Funds will support the company’s strategic objectives of refining processing routes and expanding Mineral Resources through targeted exploration. The Korsnäs project remains at an early development stage, pending advancement toward production.
Korsnäs Project’s Strategic Role in European Rare Earth Supply Chain
Located in Finland and fully owned by European Resources Limited, the Korsnäs rare earth project holds strategic significance for Europe’s drive to diversify rare earth supply chains. Europe aims to reduce reliance on Asian producers by developing domestic sources for battery metals and permanent magnets critical to renewable energy and electric mobility.
Korsnäs encompasses the historic mine site and additional prospective land, benefiting from proximity to European markets, established infrastructure, and a skilled workforce. However, the project faces challenges including environmental permitting, workforce recruitment, and energy costs within a regulated European context. The company is addressing these through a phased development strategy focused on metallurgical optimization and resource delineation prior to engineering and construction.
Managing Director Jason Beckton Highlights Metallurgical and Exploration Milestones
Jason Beckton, Managing Director, noted significant progress in metallurgy, geophysics, and resource definition during the June 2026 quarter. He emphasized that metallurgical testing is coalescing into a coherent processing flowsheet. The April 2026 resource update increased Inferred Mineral Resources to 15.4 million tonnes at 1.00% TREO, while passive seismic surveys identified new priority exploration targets.

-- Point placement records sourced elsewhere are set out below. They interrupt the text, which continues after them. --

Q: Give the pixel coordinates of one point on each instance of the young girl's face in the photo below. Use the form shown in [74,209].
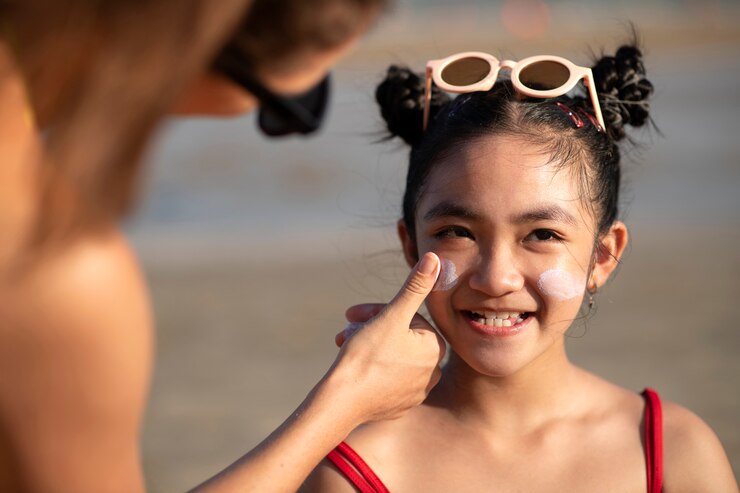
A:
[516,242]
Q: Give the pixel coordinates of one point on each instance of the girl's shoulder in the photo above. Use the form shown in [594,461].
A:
[693,456]
[384,446]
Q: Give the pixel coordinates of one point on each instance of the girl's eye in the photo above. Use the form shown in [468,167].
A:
[453,232]
[543,235]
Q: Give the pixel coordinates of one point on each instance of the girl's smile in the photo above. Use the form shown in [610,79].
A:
[517,243]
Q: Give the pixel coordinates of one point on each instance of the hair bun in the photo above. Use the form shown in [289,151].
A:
[401,99]
[623,90]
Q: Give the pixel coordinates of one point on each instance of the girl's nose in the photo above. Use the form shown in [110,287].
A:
[496,274]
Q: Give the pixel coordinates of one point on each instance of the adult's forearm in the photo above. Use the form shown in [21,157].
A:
[284,459]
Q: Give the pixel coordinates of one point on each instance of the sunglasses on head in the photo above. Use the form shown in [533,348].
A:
[544,76]
[278,115]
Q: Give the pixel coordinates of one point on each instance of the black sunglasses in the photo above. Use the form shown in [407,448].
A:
[278,115]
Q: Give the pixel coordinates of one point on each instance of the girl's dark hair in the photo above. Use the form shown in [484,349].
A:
[623,92]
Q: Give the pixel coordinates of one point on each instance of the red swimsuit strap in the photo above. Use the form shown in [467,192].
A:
[653,440]
[356,470]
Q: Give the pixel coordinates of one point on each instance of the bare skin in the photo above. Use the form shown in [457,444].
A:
[512,413]
[76,340]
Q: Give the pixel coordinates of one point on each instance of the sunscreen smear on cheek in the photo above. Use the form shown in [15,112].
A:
[447,275]
[561,285]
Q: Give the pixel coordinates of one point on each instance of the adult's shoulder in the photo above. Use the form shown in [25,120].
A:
[694,459]
[75,355]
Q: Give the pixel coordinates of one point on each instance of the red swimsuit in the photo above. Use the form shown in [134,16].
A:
[359,473]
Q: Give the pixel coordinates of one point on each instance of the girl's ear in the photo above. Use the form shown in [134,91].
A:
[410,253]
[607,254]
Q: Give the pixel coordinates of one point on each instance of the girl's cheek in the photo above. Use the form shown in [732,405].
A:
[561,285]
[448,275]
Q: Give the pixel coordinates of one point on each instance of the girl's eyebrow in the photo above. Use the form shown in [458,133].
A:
[450,209]
[546,213]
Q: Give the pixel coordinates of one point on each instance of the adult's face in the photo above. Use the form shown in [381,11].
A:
[213,94]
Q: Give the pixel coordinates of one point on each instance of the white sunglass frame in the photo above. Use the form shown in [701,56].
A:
[435,67]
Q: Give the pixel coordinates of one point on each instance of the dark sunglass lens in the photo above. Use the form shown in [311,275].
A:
[466,71]
[544,75]
[299,114]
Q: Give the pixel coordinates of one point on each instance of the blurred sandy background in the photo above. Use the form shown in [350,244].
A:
[254,249]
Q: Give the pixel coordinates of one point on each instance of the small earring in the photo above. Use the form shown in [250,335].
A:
[591,292]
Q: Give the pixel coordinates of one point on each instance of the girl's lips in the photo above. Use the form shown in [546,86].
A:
[493,330]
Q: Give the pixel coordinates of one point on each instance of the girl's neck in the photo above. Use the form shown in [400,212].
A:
[543,390]
[19,153]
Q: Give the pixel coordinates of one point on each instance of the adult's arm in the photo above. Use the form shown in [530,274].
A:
[382,371]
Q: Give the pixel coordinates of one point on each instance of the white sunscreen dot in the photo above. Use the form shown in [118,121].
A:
[447,275]
[561,285]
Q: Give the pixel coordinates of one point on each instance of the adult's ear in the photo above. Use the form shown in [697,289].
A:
[608,252]
[410,252]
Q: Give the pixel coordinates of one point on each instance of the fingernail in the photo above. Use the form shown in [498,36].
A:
[429,264]
[350,329]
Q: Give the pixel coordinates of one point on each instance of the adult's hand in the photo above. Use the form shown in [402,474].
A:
[395,354]
[381,372]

Beckton outlined the next steps as refining processing through metallurgical optimization and drilling to convert geophysical targets into Mineral Resources. This balanced approach integrates beneficiation and hydrometallurgical development with systematic exploration to grow the Korsnäs mineral inventory.
Rare Earth Market Dynamics Support Korsnäs Project Development
The rare earth sector is experiencing renewed global interest driven by electric vehicle growth, renewable energy infrastructure, and defense applications requiring reliable supplies of magnet rare earths like neodymium and praseodymium. European governments and the EU prioritize rare earth supply security, backing projects like Korsnäs through initiatives such as REMHub, which supports metallurgical research.
Price volatility for key rare earth elements reflects supply disruptions, trade policies, and fluctuating demand from battery and magnet manufacturers. Establishing a primary rare earth source in Finland would enhance European supply diversification and reduce import dependency. Nonetheless, project economics remain sensitive to pricing, capital expenditure, and operational costs. European Resources mitigates these risks by advancing metallurgical testing and resource definition before committing to capital-intensive development.